2. The manufacture method for thin film frame layer of display panel as claimed in claim 1 , wherein the transparent flat substrate is one of a soft, hard, or flexible transparent plate; the material of the substrate is one of glass, polycarbonate (PC), polyester (PET), polymethyl methacrylate (PMMA), or Cyclo-Olefin Copolymers (COC).
3. The manufacture method for thin film frame layer of display panel as claimed in claim 1 , wherein the dispenser includes a pump filled with photoresist liquid and at least one downward capillary pipe; a perpendicular distance between a spout of the capillary pipe and the substrate is between 0.5 mm to 5 mm; the photoresist liquid is pressed into the capillary pipe by the pump so that the photoresist liquid is coated on a surface of the substrate continuously through the spout of the capillary pipe.

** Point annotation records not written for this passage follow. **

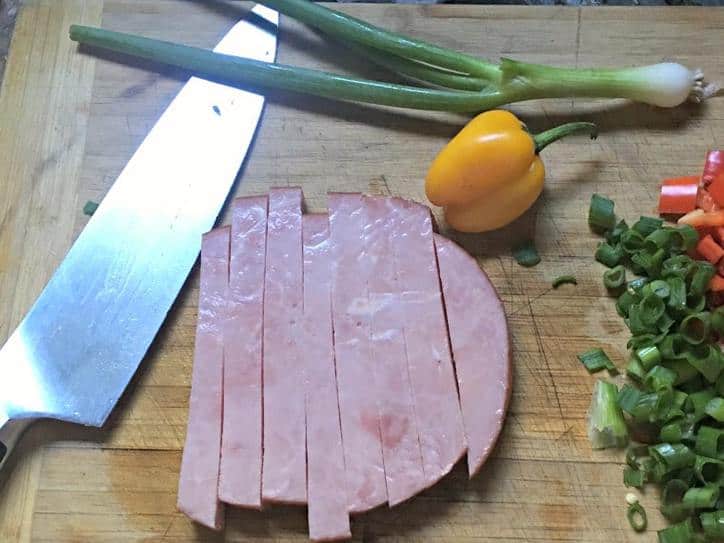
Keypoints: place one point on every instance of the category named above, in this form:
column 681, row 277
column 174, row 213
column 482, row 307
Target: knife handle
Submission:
column 9, row 435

4. The manufacture method for thin film frame layer of display panel as claimed in claim 3 , wherein the inner diameter of the capillary pipe is between 10 μm to 500 μm.
5. The manufacture method for thin film frame layer of display panel as claimed in claim 3 , wherein the dispenser has a plurality of capillary pipe arranged in line or matrix.

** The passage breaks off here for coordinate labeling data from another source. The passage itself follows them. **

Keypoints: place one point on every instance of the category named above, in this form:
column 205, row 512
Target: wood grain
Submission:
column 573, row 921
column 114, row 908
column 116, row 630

6. The manufacture method for thin film frame layer of display panel as claimed in claim 1 , wherein a viscosity of the photoresist liquid is between 2 to 10 cps.
7. The manufacture method for thin film frame layer of display panel as claimed in claim 1 , wherein the photoresist is one of a color or black negative photoresist.
8. The manufacture method for thin film frame layer of display panel as claimed in claim 1 , wherein the path is one of a spiral path, parallel back and forth line, non-linear trace, or geometric traces combination.
9. The manufacture method for thin film frame layer of display panel as claimed in claim 1 , wherein the solidifying of the photoresist further includes:
a substrate having a negative photoresist pattern on a surface thereof;
prebaking the substrate in a 60° C. to 90° C. baking oven for 100 to 140 seconds and gently cooling down the substrate to room temperature;
exposing all the photoresist pattern to a 150 to 200 MJ/cm2 ultraviolet light source and spraying 0.5 Kg/cm2 developer on the pattern; and
post-baking the substrate in a 210° C. to 250° C. baking oven for 25 to 35 minutes so as to solidify the photoresist pattern as a thin film layer.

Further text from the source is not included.